Hausarbeit 2007 31 Seiten

Germanistik - Neuere Deutsche Literatur

Leseprobe

Inhaltsverzeichnis

1. Einleitung

2. Die neue Frau - oder „ zum Vorwurf der Vermännlichung der Mode“
2.1 Die Frauenmode am Anfang des Jahrhunderts
2.2 Die Neue Frau
2.2.1 Die Vermännlichung der Mode
2.2.2 Die Skandalmode von 1911
2.3 Die Rezeption der neuen Mode 1911 und in den 20er Jahren.
2.3.1 Die Reaktion auf die Rockhose
2.3.2 Die Mode der Neuen Frau in den Medien

3. Mode als Gegenstand von Gesellschaft und Kultur
3.1 Der Charakter der Mode
3.1.1 Speziell zum Charakter der „Skandalmode“1911
3.2 Die gesellschaftliche Lage der Frau vor und nach dem ersten Weltkrieg
3.3 Zusammenfassung

4. Die Mode - Essays
4.1 Der Sprachstil
4.2 Die Frau
4.3 Der Mann / Die Gesellschaft
4.4 Die Mode

5. Fazit

Literaturverzeichnis

1. Einleitung

1929 erschien die von Friedrich M. Huebner herausgebrachte Anthologie „Die Frau von Morgen wie wir sie uns wünschen“. Eine Sammlung von Aufsätzen zu dem kontrovers diskutierten Thema „Neue Frau“, in dem unter anderem auch das Essay „ Die Frau gestern und morgen“ von Robert Musil erschien.

Die Kritik an der Neuen Frau äußerte sich in der Ablehnung gegenüber ihrer Mode.

Doch schon knapp 20 Jahre vor der Diskussion um die Neue Frau war mit Hilfe der Mode hier und da experimentiert, provoziert und auf jeden Fall Aufmerksamkeit auf sich gezogen worden.

Und schon damals widmete Robert Musil ein Essay mit dem Titel „Erinnerung an eine Mode“ diesem Phänomen. Diese beiden Essays sind Gegenstand dieses Hausarbeit.

Meine These zu diesen Essays ist, dass es Musil weniger um die Mode als Kleidung ging, sondern dass er vielmehr über die gesellschaftliche Reaktion auf die veränderte Mode reflektierte und nach Ursachen für deren Heftigkeit suchte.

In dieser Hausarbeit wird es daher um die Frage gehen, in welcher Form sich Musil mit den Ereignissen in diesen Essays auseinandersetzte.
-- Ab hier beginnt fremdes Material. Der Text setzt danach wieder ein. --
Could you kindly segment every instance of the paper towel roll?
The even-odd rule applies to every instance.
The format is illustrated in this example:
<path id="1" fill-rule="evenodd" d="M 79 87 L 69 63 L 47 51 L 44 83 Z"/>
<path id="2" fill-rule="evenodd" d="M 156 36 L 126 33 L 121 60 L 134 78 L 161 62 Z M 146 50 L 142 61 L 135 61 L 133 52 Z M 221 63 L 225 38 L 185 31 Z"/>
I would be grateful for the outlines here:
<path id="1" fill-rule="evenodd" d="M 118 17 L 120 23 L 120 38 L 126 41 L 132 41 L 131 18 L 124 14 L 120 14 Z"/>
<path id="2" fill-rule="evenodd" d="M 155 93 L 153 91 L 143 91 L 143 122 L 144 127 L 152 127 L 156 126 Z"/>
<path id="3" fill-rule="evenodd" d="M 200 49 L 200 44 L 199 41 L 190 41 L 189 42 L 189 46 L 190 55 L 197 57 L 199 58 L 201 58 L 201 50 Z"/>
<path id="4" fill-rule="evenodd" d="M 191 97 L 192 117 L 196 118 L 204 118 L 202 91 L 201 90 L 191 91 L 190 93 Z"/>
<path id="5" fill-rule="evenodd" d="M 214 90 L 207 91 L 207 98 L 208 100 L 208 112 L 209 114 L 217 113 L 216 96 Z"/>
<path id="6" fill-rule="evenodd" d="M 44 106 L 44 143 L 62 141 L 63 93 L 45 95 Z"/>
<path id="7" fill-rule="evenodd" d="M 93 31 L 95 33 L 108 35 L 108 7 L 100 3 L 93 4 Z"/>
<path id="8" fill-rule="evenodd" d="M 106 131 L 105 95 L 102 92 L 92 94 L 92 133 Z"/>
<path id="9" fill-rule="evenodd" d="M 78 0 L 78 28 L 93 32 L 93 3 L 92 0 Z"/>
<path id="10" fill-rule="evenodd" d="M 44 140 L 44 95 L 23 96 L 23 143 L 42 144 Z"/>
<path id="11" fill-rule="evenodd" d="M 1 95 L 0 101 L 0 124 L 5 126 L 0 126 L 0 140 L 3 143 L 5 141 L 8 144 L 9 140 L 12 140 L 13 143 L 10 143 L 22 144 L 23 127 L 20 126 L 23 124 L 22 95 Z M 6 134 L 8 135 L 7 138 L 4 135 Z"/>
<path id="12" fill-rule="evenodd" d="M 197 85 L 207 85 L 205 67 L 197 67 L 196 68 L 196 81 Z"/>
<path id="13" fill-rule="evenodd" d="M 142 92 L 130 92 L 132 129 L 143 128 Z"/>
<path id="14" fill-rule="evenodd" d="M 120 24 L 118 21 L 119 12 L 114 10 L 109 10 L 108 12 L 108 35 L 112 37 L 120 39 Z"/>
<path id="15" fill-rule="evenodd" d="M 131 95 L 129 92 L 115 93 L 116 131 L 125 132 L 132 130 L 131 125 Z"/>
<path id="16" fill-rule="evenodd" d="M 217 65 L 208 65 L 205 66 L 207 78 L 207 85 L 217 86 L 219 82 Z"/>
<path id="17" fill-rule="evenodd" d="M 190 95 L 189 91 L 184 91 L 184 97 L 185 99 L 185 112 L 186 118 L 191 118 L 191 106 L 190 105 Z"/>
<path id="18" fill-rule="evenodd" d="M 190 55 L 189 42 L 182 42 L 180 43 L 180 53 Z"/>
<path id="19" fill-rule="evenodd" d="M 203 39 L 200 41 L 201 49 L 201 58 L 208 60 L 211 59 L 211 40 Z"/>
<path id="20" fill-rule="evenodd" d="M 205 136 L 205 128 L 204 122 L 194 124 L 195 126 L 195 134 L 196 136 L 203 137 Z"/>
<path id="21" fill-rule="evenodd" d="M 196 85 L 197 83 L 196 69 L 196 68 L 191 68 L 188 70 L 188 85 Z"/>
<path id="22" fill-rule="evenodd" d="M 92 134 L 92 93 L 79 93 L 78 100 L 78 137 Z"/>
Dabei wird auf seine Darstellung und Wertung des Themas eingegangen. Speziell werde ich die Darstellung der Frau und des Mannes in beiden Essays analysieren Auch der Charakter der Mode spielt eine wichtige Rolle. Welche Bedeutung misst er ihr bei?Welche Funktion spricht er ihr zu?

Zu Beginn der Hausarbeit werde ich auf die Grundlagen eingehen, das heißt einen Überblick über das Thema Mode der Neuen Frau und die Skandalmode von 1911 geben. Dafür wird die jeweilige Form der Mode und die Reaktion in der Öffentlichkeit darauf geschildert.

Um die Rolle der Mode in der Kultur und der Gesellschaft zu bestimmen, wird das zweite Kapitel sich mit dem Charakter der Mode beschäftigen. Hier werden anhand zeitgenössischer Literaten die Eigenschaften der Mode herausgearbeitet und in Zusammenhang mit der Reaktion auf die jeweils neue Mode gebracht. Weiterhin wird ein kurzer Überblick über die Veränderung der gesellschaftlichen Lage der Frau gegeben werden und mit dem Charakter der Mode in Zusammenhang gebracht.

Auf dieser Grundlage werde ich im dritten Kapitel die Darstellung der Frau, des Mannes und der Mode in den Essays sowie deren Sprachstil analysieren.

Schließlich werde ich die gewonnenen Erkenntnisse in einem Fazit zusammenfassen und durch die Beantwortung der mir oben gestellten Fragen versuchen meine These zu verifizieren.

Den Terminus Mode benutze ich in dieser Hausarbeit als Synonym für die gerade aktuelle Kleidung.

2. Die neue Frau - oder „ zum Vorwurf der Vermännlichung der Mode“

„Ein europäischer Chronist im Jahre 1999, der die Zeit um 1925 schildern wollte, hätte zu beginnen: Es war die Zeit des „ Bubikopfes“, es war die Zeit des „ kurzen Rockes“, der „ fleischfarbenen Strümpfe“[...][1][2] .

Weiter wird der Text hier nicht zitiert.